Однако когда я отпустил ее, она отвернулась от меня и снова спрятала свое лицо, шепча на своем языке, который я не мог больше понимать. Ее любовь ко мне, должно быть, бродила в ней уже какое-то время, превратившись против ее воли в вино, которое я только что попробовал. Тогда мне не пришло в голову, что ей стыдно смотреть мне в лицо, что она может считать унизительным для своей крови и гордости и даже сомневаться, в своем ли она уме, если страстно желает того, на кого ее род плюет.
Я вышел из палатки Котты, окрыленный победой, убежденный в своем счастье.
Пусть ни один мужчина не считает себя счастливым, пока боги не поставят клеймо счастья на его спине.
Бои и налеты месяца Воина прошли, и зеленый месяц, что наступает после него, тоже прошел; был месяц Девы, месяц свадеб, и крарл обосновался среди диких полей и садов и оседающих белых камней на восточных пастбищах, когда Демиздор пришла в мою палатку.
Она долго была в лихорадке, а потом ослабла и была хрупкой как листочек.

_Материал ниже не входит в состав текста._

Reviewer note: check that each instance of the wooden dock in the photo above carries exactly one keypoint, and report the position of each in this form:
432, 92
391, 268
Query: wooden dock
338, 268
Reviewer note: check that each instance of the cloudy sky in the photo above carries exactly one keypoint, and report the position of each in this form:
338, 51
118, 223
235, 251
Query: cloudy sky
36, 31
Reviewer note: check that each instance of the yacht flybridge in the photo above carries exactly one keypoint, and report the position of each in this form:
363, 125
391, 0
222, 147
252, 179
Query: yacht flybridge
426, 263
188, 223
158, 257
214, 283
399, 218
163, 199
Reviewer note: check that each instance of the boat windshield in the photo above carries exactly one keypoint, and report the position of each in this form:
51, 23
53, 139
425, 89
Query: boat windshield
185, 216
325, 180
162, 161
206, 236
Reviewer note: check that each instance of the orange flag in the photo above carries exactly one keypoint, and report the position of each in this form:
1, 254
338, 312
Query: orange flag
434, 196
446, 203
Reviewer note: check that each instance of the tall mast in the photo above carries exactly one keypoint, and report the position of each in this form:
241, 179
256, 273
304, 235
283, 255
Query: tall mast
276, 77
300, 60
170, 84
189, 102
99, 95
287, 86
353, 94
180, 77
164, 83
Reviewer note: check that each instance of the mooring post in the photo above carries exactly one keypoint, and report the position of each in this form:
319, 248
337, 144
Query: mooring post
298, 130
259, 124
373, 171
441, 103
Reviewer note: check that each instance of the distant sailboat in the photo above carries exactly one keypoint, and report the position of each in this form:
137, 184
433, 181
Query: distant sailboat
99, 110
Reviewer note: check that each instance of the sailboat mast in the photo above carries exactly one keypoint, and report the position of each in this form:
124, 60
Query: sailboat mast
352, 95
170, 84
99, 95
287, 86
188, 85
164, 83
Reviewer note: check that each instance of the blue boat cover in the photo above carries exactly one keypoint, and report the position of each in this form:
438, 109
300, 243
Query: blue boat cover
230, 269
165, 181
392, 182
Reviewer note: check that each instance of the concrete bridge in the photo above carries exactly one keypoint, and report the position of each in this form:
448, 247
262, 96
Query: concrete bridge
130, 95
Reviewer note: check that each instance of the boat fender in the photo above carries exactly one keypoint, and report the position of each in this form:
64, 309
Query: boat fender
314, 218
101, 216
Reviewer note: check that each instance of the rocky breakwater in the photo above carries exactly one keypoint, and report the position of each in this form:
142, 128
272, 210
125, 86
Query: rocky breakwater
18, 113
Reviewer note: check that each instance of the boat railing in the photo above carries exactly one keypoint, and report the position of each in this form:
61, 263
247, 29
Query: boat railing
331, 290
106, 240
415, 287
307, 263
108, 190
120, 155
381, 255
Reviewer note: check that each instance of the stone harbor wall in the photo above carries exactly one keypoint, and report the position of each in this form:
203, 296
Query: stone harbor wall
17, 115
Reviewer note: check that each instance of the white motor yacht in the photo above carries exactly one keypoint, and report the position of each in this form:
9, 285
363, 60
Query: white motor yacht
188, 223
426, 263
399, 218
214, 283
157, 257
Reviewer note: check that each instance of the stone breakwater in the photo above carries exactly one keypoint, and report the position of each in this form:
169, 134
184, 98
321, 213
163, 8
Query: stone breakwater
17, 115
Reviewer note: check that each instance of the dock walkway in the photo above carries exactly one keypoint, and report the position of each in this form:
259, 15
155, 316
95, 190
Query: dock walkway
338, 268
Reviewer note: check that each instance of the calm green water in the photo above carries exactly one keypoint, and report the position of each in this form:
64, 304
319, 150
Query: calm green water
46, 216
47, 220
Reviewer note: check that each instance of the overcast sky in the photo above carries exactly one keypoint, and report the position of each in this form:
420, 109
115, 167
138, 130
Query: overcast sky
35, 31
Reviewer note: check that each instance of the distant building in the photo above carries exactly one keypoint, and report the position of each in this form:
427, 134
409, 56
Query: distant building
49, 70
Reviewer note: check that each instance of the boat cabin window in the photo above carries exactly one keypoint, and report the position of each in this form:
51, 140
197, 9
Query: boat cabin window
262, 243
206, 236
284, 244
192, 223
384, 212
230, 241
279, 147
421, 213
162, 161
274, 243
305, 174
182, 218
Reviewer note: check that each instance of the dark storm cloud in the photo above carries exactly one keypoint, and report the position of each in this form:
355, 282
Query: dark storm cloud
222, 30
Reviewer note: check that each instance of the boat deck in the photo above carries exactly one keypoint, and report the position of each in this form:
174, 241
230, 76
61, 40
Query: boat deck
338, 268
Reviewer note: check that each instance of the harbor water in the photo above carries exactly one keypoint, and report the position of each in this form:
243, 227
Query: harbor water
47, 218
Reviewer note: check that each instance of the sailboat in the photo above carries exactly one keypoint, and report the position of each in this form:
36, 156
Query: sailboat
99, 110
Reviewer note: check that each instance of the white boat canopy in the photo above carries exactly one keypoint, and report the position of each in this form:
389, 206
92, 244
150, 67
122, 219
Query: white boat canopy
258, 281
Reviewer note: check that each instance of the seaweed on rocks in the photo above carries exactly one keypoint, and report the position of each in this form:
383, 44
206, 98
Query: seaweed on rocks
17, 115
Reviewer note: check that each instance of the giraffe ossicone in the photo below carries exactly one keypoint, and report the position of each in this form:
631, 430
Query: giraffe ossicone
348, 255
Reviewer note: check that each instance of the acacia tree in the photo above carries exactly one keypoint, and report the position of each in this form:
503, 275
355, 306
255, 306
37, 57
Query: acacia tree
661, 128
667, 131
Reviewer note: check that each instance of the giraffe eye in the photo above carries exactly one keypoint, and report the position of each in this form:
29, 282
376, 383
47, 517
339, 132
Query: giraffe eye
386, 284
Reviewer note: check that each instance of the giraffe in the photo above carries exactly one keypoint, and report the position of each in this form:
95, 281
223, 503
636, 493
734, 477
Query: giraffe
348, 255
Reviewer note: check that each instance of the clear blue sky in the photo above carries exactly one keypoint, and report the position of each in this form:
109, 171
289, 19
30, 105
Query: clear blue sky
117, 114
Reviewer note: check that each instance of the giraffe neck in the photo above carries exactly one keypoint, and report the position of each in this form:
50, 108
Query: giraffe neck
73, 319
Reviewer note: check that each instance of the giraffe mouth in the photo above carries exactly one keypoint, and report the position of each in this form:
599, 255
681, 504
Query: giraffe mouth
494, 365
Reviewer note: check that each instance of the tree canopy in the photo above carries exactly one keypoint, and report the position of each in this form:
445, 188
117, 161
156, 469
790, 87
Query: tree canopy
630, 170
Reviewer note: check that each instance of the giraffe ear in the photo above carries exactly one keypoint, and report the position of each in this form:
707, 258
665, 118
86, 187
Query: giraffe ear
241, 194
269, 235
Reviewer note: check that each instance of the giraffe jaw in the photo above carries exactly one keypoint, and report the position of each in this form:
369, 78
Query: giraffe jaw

Очень многое могло бы сказать мне, как она боится прийти ко мне, но я все еще был глуп и, видя желание в ее глазах и прикосновениях, думал, что битва выиграна. Зная, что она еще больна и слаба, я оставил ее на попечении Котты в ее палатке. Здесь Демиздор обитала, ни с кем не общаясь, кроме целительницы и меня. Хорошо, что она находилась под моим покровительством. Я знал, что женщины крарла ненавидели ее за ее красоту и отличие от них — повторялась история Тафры. И Тафра тоже ненавидела Демиздор, по этому поводу Котта и моя мать ссорились. Я не знаю, какие слова произносились и какие угрозы сулились. Конечно, у Котты не было другого выбора, она должна была приютить эшкирянку, так как я приказал ей. Вскоре Демиздор оправилась настолько, что могла ездить верхом на муле за мулом Котты во время наших путешествий — до этого она ездила в паланкине, закрепленном между двумя лошадьми, с навесом от солнца, такое удобство обычно предоставлялось женщинам после родов, если крарл был на переходе. Когда каждый вечер разбивался лагерь, Демиздор сидела перед палаткой Котты без дела, на что не отважилась бы ни одна женщина крарла. Когда зажигались лампы, я приходил навестить ее, потому что не мог держаться в отдалении.